Micro-Frontends · Headless CMS · Retrieval-Augmented Generation


Live Demo RAG Service License


M.Tech Student Status


What is Kortex?

Kortex is a production-deployed enterprise knowledge portal built as an M.Tech dissertation at BITS Pilani. It demonstrates how three architectural paradigms — Micro-Frontend composition, Headless Content Management, and Retrieval-Augmented Generation — can be integrated into a single coherent, independently deployable system.

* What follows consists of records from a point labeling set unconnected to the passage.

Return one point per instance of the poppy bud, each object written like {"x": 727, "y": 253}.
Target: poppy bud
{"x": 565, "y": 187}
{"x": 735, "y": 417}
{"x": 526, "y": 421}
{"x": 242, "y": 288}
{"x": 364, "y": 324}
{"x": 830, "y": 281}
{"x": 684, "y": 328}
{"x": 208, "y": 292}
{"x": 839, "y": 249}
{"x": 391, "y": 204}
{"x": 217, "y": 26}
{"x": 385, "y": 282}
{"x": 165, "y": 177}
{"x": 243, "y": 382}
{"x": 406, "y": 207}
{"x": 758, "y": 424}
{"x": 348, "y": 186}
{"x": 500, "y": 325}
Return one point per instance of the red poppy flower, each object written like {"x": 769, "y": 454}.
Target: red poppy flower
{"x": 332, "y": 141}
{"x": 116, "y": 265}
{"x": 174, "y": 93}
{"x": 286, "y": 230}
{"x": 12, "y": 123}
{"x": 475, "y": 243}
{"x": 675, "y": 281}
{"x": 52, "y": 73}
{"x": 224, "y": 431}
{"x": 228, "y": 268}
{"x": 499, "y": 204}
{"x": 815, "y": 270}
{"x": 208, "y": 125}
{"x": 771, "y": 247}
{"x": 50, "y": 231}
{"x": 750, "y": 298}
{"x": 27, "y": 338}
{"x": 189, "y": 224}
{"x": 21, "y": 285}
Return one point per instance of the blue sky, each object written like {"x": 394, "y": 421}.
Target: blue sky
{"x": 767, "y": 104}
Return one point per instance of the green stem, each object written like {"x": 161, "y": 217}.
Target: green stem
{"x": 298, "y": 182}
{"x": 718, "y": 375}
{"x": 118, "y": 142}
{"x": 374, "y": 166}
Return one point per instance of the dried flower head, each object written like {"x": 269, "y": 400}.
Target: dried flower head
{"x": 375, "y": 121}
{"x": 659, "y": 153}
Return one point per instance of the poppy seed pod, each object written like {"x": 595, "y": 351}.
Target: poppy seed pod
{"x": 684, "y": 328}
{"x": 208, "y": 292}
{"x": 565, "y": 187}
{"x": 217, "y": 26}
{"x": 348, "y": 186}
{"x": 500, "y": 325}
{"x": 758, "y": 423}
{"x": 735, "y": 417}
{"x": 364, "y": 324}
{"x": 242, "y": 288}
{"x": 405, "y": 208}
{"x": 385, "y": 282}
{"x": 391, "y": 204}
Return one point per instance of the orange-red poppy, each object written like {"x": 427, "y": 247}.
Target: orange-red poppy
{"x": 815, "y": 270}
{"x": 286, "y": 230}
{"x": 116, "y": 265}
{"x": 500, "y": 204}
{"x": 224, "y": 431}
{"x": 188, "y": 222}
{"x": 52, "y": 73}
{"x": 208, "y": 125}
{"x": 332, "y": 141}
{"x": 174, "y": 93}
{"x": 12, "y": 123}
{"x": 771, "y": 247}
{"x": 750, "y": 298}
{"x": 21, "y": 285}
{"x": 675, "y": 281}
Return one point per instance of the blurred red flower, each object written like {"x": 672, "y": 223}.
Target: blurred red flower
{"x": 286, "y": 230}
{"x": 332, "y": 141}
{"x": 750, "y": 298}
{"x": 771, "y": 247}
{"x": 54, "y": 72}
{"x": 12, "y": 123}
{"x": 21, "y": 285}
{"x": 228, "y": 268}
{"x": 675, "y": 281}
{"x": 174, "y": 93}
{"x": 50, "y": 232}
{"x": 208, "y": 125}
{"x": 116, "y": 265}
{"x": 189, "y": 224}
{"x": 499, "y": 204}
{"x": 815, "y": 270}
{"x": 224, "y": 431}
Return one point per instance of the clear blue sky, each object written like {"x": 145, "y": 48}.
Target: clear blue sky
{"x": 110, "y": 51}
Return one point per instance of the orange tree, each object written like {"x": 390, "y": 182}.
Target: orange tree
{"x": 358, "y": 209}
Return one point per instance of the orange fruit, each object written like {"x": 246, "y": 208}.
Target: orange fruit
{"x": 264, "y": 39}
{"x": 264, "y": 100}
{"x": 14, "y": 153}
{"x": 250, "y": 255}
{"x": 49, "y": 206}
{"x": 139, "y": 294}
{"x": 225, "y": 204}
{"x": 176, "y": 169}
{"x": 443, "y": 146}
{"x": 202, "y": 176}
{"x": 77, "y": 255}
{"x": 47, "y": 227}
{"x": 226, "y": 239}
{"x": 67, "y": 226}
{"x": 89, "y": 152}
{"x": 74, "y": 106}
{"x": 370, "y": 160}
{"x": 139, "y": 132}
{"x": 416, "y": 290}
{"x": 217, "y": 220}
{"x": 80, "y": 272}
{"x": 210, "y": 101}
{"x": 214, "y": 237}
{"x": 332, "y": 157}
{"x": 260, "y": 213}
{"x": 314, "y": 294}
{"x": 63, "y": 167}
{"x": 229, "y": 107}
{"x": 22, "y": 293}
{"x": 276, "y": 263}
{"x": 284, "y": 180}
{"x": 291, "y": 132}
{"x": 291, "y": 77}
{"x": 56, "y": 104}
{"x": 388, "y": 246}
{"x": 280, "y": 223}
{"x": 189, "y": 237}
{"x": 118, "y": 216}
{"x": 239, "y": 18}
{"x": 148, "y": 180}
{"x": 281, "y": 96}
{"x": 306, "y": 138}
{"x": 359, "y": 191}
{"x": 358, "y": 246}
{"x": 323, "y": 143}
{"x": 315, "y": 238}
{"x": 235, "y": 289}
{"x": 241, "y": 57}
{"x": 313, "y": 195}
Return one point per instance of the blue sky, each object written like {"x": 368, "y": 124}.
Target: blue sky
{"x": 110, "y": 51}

The core thesis: enterprise platforms can be modular at every layer — frontend, content, and AI — without sacrificing integration or developer experience.

Ask anything about your enterprise content.
Get grounded answers with source citations.
No hallucinations. No retraining required.

Architecture at a Glance

                         ┌─────────────────────────────────────────┐
                         │           Browser (User)                │
                         └──────────────────┬──────────────────────┘
                                            │
                    ┌───────────────────────▼──────────────────────┐
                    │        Shell App — Module Federation Host    │
                    │     Routing · Clerk Auth · MF Composition    │
                    │           kortex-shell.vercel.app            │
                    └────────┬──────────────────────┬──────────────┘
                             │ lazy loads           │ lazy loads
              ┌──────────────▼──────┐    ┌──────────▼──────────────┐
              │   Content MFE       │    │      RAG MFE            │
              │  /knowledge route   │    │   /assistant route      │
              │  Article listing    │    │   Streaming AI chat     │
              │  Portable Text      │    │   Dynamic upload        │
              │  Category filters   │    │   Provider switcher     │
              └──────────┬──────────┘    └──────────┬──────────────┘
                         │ GROQ API                 │ HTTP / SSE
              ┌──────────▼──────────┐    ┌──────────▼──────────────┐
              │    Sanity CMS       │    │     RAG Service         │
              │   Cloud hosted      │◄───│   FastAPI · Python 3.12 │
              │   Webhook on publish│    │   LangChain pipeline    │
              └─────────────────────┘    └──────┬────────┬─────────┘
                                                │        │
                                   ┌────────────▼─┐  ┌───▼────────────┐
                                   │ Qdrant Cloud │  │  Gemini / Groq │
                                   │ kortex_know..│  │  Embed + LLM   │
                                   │ 3072-dim vec │  │  Provider swap │
                                   └──────────────┘  └────────────────┘

Features

🧩 Micro-Frontend Architecture

  • Three independently deployable Vite 6 + React 18 applications
  • Runtime composition via @module-federation/vite (pinned 1.12.3)
  • Shell acts as Module Federation host — remotes load from separate Vercel deployments
  • Each MFE has its own CI/CD pipeline; updating one never rebuilds the others

📚 Headless CMS Integration

  • Sanity CMS with custom Article + Category schemas
  • GROQ query language for expressive content fetching
  • Real-time webhook pipeline: publish an article → HMAC-validated → auto re-ingested into vector store within seconds

🤖 RAG Pipeline

  • Ingestion: LangChain RecursiveCharacterTextSplitter (512 tokens, 50 overlap) → gemini-embedding-001 (3072 dims) → Qdrant upsert
  • Query: Embed question → cosine similarity search (top 5) → context block → LLM generation → SSE stream
  • Faithfulness score: 1.0 — zero hallucinations across all evaluated queries (RAGAS)
  • Every answer includes source citations with article title, category, and author

⚡ Dynamic Knowledge Upload (Post-Viva Enhancement)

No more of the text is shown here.